Seeking both environmental and financial benefits, Congressman Anthony Weiner on Sunday urged the state to allow the dumping of retired subway trains into New York City waters.

He called on Department of Environmental Conservation Commissioner Peter Grannis to immediately update what he called New York’s “outdated” foreign materials dumping permit process to allow the Metropolitan Transportation Authority to discard its retired subway cars in the city’s waterways.

Not only would that allow for the creation of artificial underwater reefs in New York’s own waters, it would save the MTA millions of dollars, said Weiner, a member of the House’s Environment and Hazardous Materials subcommittee.

Because of the outdated permit procedure, the MTA is forced to spend millions of dollars shipping its retired subway cars to other states, which use them to create artificial reefs in their own waterways.

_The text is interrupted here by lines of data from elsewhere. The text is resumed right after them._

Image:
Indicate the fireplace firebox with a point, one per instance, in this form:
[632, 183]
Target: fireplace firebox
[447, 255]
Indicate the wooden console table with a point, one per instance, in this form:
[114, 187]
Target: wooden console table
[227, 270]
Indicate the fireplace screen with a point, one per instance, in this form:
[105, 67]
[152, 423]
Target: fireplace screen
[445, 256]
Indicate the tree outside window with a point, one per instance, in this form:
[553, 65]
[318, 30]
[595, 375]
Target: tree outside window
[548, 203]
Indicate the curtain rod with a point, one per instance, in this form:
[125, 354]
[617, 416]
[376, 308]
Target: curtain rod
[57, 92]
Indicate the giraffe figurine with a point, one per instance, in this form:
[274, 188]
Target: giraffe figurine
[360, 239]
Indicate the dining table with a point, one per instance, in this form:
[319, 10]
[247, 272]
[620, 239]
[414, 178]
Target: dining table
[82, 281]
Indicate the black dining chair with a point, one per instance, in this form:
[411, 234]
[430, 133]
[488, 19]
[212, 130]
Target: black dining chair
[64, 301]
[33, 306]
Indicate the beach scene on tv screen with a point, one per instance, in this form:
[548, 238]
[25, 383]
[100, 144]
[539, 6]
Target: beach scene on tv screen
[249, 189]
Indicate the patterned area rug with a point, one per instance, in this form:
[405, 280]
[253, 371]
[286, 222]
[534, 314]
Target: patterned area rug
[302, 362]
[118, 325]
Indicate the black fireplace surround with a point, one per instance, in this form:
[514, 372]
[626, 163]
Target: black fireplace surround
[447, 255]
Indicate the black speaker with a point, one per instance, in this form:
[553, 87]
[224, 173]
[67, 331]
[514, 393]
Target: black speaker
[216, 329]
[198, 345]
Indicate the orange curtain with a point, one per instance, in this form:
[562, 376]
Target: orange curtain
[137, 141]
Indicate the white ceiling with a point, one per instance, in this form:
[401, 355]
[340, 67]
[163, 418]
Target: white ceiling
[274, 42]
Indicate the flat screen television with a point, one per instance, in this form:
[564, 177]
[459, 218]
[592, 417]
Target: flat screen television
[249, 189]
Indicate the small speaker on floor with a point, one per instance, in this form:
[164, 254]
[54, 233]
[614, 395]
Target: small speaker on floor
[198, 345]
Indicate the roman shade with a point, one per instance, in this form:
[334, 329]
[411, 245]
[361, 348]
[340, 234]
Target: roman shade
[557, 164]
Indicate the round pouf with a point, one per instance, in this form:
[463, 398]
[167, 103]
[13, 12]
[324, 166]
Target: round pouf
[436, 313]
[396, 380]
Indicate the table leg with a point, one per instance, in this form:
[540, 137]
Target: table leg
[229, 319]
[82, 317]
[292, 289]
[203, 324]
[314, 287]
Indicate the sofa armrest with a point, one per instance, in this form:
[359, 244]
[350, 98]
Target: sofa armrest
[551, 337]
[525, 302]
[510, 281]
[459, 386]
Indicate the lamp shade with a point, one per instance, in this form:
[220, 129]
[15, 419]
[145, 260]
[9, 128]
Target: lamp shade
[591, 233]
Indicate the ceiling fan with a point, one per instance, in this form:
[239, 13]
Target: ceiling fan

The agency has already footed a $6.3 million bill to ship 2,091 retired train cars to waters off New Jersey, Delaware, Virginia, Maryland and other states.

In 2001, the MTA began stripping down and shipping aged or worn subway cars to other states that use them to create reefs. Prior to that, the agency stored the old cars at city rail yards.

The states that receive the cars submerge them to create “havens for underwater wildlife and a boon for the environment and fishing industry,” Weiner noted. Meanwhile, he added, “New York’s waters remain barren.”

If the permit procedure is updated, New York would benefit from both the environmental and financial aspects — enhancing the ecology of the city’s waters and saving taxpayers $300 per subway car. It would also allow planning to create four new reefs in the waters of Nassau and Suffolk counties to begin.

“These subway cars may be old, but they can become new homes to fish and wildlife,” Weiner said. “We shouldn’t allow bureaucracy to prevent New York from reaping the benefits of these artificial reefs.”

Just three months ago, Weiner call for a three-part federal aid package to aid Gateway National Park in its cleanup of Jamaica Bay. The plan aimed to enhance “Operation Clean Bay” — a project intended to rid Jamaica Bay of hazardous abandoned vessels and stop illegal boat dumping. Old subway cars, unlike abandoned craft, are drained of all toxic fluids before they are submerged.